Here are a few lesson planning ideas for teaching your music class about the flute and piccolo

High or Low Game: Sing or play some melodic intervals in both directions. Ask students to discern which note comes first, the high note or the low note, by describing the interval as flute-piccolo (low-high) or piccolo-flute (high-low). This will have a double effect of helping their aural skills and knowing the relative ranges of flutes and piccolos

Demonstrate how the flute makes its sound by choosing a bottle with a small neck and blowing over it with a stream of air. Fill the bottle with a few inches of water and ask the students to predict what will happen to the pitch when you blow again. Filling the bottle with water effectively reduced the volume inside the bottle, which is like shortening the tube inside a flute when the player lifts fingers off the finger holes.

You could then make a home-made instrument by filling several bottles with varying amounts of liquid, and tuning them to notes of a scale. (you can even borrow some pipes or test tubes from the science teacher!) Play some tunes with your bottle instrument, and ask for student volunteers to play their own tunes.

These are just a couple of ideas that are included in the fun music company music lesson plans on instruments of the orchestra

There is an excellent work which demonstrates the flute and piccolo well called Peter and the Wolf by Sergei Prokofiev In this work both the flute and piccolo are featured as well as all the woodwind instruments, the timpani and strings. You could use this piece in several sections in many classes when learning about the orchestral instruments

In Peter and the Wolf, each character is identified timbrally by a specific instrument or section.

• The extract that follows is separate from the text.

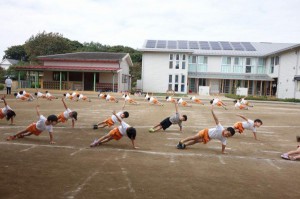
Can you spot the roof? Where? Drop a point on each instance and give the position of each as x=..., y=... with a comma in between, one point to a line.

The strings are peter, the bird is represented by the flute, the oboe is the duck, the clarinet is the cat, the bassoon represents grandfather, the wolf by the horns and the hunters by the timpani.

Each character has its own melody, and tells the story through the music

Here are some starting points for discussion about this piece:

What qualities (timbre, range, etc.) of the instruments make them good choices for the characters? (for example the low, reedy sound of the bassoon sounds like grandfather, the piercing sound of the oboe sounds like a ducks quack)

What else in the music conveys the personality of the characters? (for example the classy regal tone for the clarinet showing the cat, the lively major key theme for Peter showing a young boy’s confidence, and the powerful ominous minor key theme for the wolf)

Take one section of music and discuss how it conveys the plot (E.g., the cat scampering up the tree is conveyed by rapid rising arpeggios.)

During the Victory Parade, why do you think the composer switched Peter’s music from the strings to the horns?